Mesleki ve Teknik Eğitim Genel Müdürlüğü,
Mesleki Eğitim Merkezi’yle(MESEM)
mesleki liselerin alanını genişletmeye koyulduydu.
Diğer deyişle çıraklık okullarının kapsamını genişletme çabası.
Bu atakla can çekişmekte olan mesleki eğitimi belki de
yaşama dönüştürme çabası.
MEB, kesenin ağzını açtı.
Yaş sınırına bakmaksızın herkese kayıt yapma lüksü tanıdı.
İşletmelere cazip imkanlar sundu.
Çalıştırılan öğrencinin sigorta primini yatırdı.
Hatta çalışana asgari ücretin üçte biri kadar kaynak ayırdı.
Ancak evdeki hesap çarşıya uymadı.
Uygulama alanı soygun, vurgun, çalma çırpma ağına dönüştü.
İşletmeler sahayı boş görünce,
hayali öğrenciler, sahte kayıtlar almayı yeğledi.
Netice; sömürülen kaynaklar, sömürülen çalıştırılanlar…
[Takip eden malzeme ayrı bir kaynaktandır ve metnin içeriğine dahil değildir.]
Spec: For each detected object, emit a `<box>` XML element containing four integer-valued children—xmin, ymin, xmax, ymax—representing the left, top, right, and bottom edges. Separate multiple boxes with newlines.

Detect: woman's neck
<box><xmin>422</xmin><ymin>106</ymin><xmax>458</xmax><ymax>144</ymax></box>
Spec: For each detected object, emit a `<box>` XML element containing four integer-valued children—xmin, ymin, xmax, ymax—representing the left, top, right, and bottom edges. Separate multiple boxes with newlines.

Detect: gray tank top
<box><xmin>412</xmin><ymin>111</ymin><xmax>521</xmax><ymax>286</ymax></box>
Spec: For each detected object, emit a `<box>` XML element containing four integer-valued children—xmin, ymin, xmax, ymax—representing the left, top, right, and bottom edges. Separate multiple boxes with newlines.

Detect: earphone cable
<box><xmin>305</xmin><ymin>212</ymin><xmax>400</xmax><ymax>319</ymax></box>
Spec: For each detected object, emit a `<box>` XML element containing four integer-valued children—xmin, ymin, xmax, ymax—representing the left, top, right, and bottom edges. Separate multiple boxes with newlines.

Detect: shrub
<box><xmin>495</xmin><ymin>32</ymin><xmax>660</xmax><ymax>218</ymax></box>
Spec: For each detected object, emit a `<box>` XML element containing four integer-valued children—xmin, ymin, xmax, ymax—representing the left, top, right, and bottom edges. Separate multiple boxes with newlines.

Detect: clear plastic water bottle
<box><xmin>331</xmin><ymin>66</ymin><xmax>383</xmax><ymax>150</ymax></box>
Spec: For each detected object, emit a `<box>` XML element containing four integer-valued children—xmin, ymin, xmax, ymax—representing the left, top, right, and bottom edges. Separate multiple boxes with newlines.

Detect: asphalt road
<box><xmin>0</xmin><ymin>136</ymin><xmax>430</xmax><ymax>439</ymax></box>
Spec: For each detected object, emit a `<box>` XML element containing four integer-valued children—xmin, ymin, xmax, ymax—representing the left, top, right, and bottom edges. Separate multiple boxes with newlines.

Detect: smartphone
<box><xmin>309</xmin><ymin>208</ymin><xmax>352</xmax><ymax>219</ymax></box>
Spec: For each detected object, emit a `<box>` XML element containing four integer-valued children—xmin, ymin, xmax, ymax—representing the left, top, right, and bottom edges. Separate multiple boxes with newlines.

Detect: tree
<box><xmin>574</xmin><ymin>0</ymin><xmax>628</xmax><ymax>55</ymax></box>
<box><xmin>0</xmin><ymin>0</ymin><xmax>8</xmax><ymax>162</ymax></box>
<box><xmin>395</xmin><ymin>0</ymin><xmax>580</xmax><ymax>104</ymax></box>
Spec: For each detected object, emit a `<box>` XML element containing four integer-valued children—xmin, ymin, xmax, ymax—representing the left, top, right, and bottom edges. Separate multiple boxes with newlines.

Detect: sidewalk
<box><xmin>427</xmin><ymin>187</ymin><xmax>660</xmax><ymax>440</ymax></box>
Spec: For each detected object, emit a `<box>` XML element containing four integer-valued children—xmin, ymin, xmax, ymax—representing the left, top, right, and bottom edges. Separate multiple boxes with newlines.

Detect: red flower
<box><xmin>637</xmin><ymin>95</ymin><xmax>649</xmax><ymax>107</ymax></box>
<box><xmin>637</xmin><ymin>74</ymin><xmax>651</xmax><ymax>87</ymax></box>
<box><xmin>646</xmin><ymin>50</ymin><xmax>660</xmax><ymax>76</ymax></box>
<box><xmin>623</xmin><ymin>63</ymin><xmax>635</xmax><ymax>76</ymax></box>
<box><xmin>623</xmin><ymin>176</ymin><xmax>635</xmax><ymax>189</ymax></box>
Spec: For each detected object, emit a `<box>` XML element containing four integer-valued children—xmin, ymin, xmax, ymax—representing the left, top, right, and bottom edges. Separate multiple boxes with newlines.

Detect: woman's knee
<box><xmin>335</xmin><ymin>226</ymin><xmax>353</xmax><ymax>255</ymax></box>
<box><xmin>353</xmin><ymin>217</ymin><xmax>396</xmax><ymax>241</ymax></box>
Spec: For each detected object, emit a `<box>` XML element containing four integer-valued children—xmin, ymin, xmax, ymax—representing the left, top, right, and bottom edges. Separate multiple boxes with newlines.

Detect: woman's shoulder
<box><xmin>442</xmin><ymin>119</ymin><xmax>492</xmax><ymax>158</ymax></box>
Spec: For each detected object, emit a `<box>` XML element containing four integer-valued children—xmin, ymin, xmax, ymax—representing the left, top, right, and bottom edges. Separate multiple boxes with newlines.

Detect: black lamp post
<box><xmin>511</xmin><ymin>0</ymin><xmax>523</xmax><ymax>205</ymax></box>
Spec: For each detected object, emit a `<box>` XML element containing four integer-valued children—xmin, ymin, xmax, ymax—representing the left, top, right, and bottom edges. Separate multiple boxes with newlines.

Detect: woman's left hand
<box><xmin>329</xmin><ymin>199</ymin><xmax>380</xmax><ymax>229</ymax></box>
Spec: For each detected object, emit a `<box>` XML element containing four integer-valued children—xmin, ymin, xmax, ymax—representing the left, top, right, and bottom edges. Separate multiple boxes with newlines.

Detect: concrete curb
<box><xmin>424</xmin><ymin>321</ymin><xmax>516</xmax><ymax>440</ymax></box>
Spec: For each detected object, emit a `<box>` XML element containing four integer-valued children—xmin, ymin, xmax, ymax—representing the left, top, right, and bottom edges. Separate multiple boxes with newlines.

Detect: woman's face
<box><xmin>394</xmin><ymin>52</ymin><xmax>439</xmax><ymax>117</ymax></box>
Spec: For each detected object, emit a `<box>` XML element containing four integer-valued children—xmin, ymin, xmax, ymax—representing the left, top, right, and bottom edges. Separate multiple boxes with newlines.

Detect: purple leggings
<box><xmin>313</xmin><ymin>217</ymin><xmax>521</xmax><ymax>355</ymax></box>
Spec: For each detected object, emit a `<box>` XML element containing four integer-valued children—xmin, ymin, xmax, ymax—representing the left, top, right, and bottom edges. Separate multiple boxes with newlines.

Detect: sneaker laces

Yani tencere dibin kara seninki benden kara.
Ahlaki yoksunluk,
kontrol denetim acziyeti,
yolsuzluğı, arsızlığı tetiklemez mi?
İnsanın alnının ar damarı çatlamayıversin,
herşeyi mubah görmeye başlamaz mı?
Yani vaziyet altı alay üstü kalay!
Kaynakları sunmakla lütufkar olamıyorsun...
Eğitim açlığı;
nefsin ihtirası,
heva ve hevesin hışmıyla yekvücut oldu mu,
olumlu geri bildirim alamazsın.
Yani kapıyı aç ‘sonra görmedim de’ olur mu böyle şey?
İşin özü bir yandan armut piş ağzıma düş hazzı,
diğer yandan cebini doldurmaktan başka düşüncesi olmayan işverenler…
Bu keşmekeş karşısında ehliyet ve liyakate ihtiyaç her zamankinden daha çok elzemdir.
Yoksa icraat olarak gördüklerin arapsaçına dönüşmez mi?
(Ramazan Ayı’nın bereketi, rahmeti Kudus’ün özgürlüğüne, HAMAS’ın zaferine vesile olsun.